My past few posts have explored the first part of the book outlining the six principles of Liminal Thinking. The second part of the book explores the nine practices of a liminal thinker. Below are three I found most compelling.
Create safe space. Have you ever been confronted by a behavior you couldn’t even begin to understand? Gray would say it’s because the person has an unmet emotional need they don’t feel they can share because it isn’t safe. To get others to reveal their needs and beliefs (true motivations for their actions), we need to create a safe space in which people are able to break from their self-sealing logic and belief bubble.

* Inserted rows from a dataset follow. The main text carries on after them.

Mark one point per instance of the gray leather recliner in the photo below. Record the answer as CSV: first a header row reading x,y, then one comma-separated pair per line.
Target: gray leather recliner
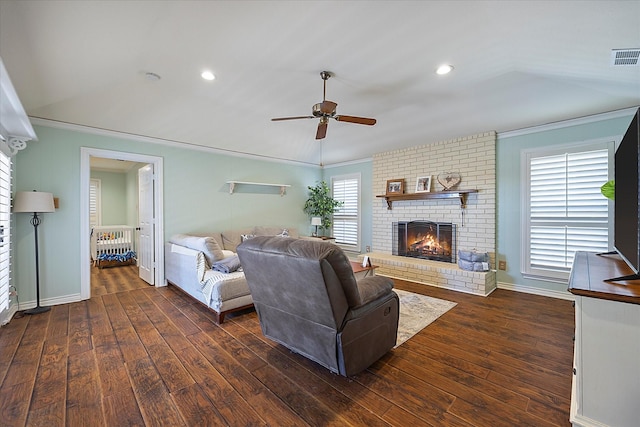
x,y
308,300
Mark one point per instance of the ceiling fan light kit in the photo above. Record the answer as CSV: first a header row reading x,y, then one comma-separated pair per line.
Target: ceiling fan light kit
x,y
326,110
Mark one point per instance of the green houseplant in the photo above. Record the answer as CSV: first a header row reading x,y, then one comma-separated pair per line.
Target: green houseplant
x,y
321,204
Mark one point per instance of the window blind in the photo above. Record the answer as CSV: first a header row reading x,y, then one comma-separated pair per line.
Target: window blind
x,y
95,218
5,234
346,218
567,212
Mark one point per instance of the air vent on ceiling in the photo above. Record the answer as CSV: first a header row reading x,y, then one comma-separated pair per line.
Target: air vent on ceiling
x,y
625,57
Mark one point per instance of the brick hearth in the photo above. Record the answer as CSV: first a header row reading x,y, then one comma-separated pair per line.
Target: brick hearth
x,y
433,273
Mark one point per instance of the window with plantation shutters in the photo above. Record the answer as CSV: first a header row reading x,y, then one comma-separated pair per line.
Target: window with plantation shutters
x,y
95,217
346,219
564,209
5,235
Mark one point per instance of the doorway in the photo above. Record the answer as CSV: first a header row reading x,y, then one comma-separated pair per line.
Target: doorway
x,y
157,222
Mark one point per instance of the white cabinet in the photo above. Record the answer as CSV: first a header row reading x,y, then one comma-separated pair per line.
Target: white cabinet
x,y
607,363
606,380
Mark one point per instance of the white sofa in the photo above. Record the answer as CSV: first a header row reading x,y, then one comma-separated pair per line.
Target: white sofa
x,y
188,266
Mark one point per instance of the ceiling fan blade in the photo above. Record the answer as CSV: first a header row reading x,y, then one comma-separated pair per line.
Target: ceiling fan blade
x,y
322,130
358,120
278,119
328,107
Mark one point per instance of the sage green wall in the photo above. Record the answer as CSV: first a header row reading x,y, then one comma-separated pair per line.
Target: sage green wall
x,y
113,197
509,188
365,169
196,199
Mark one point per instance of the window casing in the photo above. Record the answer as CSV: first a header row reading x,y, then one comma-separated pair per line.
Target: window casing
x,y
563,209
346,219
5,231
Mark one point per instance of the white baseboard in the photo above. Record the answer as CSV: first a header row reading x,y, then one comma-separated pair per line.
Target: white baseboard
x,y
537,291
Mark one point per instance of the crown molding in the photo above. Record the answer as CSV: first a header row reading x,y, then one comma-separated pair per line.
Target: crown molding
x,y
571,122
160,141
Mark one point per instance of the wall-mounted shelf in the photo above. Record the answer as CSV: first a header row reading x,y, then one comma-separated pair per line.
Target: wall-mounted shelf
x,y
232,185
451,194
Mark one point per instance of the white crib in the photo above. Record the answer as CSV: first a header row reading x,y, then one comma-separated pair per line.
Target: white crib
x,y
114,242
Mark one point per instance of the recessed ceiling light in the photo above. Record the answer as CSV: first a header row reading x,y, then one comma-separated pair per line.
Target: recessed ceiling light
x,y
207,75
152,76
444,69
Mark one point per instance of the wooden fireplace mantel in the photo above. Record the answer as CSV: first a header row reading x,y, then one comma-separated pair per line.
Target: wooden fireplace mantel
x,y
450,194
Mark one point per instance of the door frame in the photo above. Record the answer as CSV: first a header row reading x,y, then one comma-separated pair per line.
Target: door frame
x,y
85,175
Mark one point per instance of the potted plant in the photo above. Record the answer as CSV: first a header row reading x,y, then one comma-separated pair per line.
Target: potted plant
x,y
321,204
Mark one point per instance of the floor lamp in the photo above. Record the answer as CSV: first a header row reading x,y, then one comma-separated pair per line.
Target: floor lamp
x,y
34,202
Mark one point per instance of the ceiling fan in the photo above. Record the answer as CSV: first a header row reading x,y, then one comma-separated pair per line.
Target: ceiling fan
x,y
326,110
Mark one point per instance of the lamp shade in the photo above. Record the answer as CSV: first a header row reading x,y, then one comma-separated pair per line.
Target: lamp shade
x,y
33,201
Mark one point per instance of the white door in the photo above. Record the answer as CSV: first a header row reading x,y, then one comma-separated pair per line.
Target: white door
x,y
146,225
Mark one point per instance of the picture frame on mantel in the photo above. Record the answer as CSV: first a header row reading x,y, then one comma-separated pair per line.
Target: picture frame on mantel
x,y
423,184
395,186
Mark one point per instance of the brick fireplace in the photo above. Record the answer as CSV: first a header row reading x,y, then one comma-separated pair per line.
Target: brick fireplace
x,y
425,240
473,157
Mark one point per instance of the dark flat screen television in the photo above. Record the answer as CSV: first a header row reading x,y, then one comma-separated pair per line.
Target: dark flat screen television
x,y
627,199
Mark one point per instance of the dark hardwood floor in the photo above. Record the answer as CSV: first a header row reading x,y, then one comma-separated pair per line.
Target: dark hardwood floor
x,y
136,355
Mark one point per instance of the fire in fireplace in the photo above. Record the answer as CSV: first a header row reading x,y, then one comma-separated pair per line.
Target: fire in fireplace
x,y
425,239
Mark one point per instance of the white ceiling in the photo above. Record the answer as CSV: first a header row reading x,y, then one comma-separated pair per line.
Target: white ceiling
x,y
517,64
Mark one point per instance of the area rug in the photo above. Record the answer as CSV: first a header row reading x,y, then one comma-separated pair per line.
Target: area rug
x,y
416,312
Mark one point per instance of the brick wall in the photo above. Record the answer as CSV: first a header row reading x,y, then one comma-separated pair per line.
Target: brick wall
x,y
473,157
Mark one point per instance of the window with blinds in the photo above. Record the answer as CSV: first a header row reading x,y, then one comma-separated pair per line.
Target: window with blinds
x,y
346,219
95,217
565,211
5,235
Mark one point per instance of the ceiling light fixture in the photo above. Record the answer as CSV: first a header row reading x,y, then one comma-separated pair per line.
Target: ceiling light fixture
x,y
444,69
152,76
207,75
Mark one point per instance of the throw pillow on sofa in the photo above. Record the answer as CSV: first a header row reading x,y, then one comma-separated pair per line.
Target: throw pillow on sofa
x,y
207,245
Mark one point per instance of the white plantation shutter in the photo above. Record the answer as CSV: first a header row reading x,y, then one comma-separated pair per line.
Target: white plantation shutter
x,y
566,211
346,219
95,217
5,235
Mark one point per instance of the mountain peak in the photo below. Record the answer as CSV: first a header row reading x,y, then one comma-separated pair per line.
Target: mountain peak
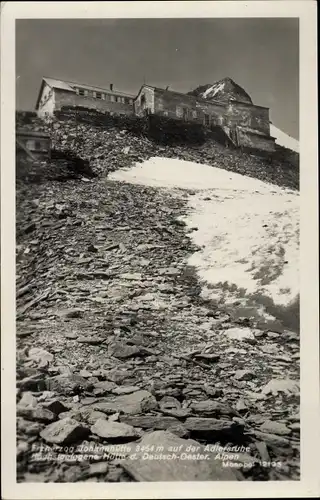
x,y
223,90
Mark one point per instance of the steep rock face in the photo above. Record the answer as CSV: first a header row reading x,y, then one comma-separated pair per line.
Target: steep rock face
x,y
223,90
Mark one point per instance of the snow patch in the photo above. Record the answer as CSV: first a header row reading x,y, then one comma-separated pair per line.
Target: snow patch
x,y
284,139
248,232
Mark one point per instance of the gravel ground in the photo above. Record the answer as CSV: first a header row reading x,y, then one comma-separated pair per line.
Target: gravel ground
x,y
115,347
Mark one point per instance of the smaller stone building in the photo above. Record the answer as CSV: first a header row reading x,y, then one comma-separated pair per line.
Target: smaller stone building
x,y
37,144
245,124
54,94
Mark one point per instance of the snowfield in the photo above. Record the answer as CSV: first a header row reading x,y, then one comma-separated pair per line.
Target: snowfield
x,y
248,232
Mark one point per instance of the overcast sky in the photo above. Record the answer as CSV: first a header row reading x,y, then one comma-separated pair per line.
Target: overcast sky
x,y
261,55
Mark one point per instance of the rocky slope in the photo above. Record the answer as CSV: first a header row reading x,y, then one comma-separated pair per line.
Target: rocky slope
x,y
118,355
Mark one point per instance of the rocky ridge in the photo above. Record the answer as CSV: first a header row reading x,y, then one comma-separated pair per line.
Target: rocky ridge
x,y
117,353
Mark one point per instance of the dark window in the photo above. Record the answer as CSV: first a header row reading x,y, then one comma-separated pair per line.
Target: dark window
x,y
185,113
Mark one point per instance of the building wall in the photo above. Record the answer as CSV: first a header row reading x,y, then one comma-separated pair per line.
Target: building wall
x,y
47,102
145,101
248,139
67,98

Triangulate and validate. Have you ever been so sure of something that later turned out to be wrong? Practicing Liminal Thinking means investigating as many differing perspectives as possible regardless of how obviously wrong they may seem. “If you think something is obvious, that’s an idea that bears closer examination.” (P.95, Liminal Thinking)
Make sense with stories. I’ve always believed in the power of the narrative but just never had the words to explain it until now. Asking someone to share their story is a way of telling them that their experiences are worth learning from. “When someone tells you a story, they are sharing an experience and expressing their beliefs about that experience at the same time” (p.125, Liminal Thinking).
This brings my series on Liminal Thinking to a close.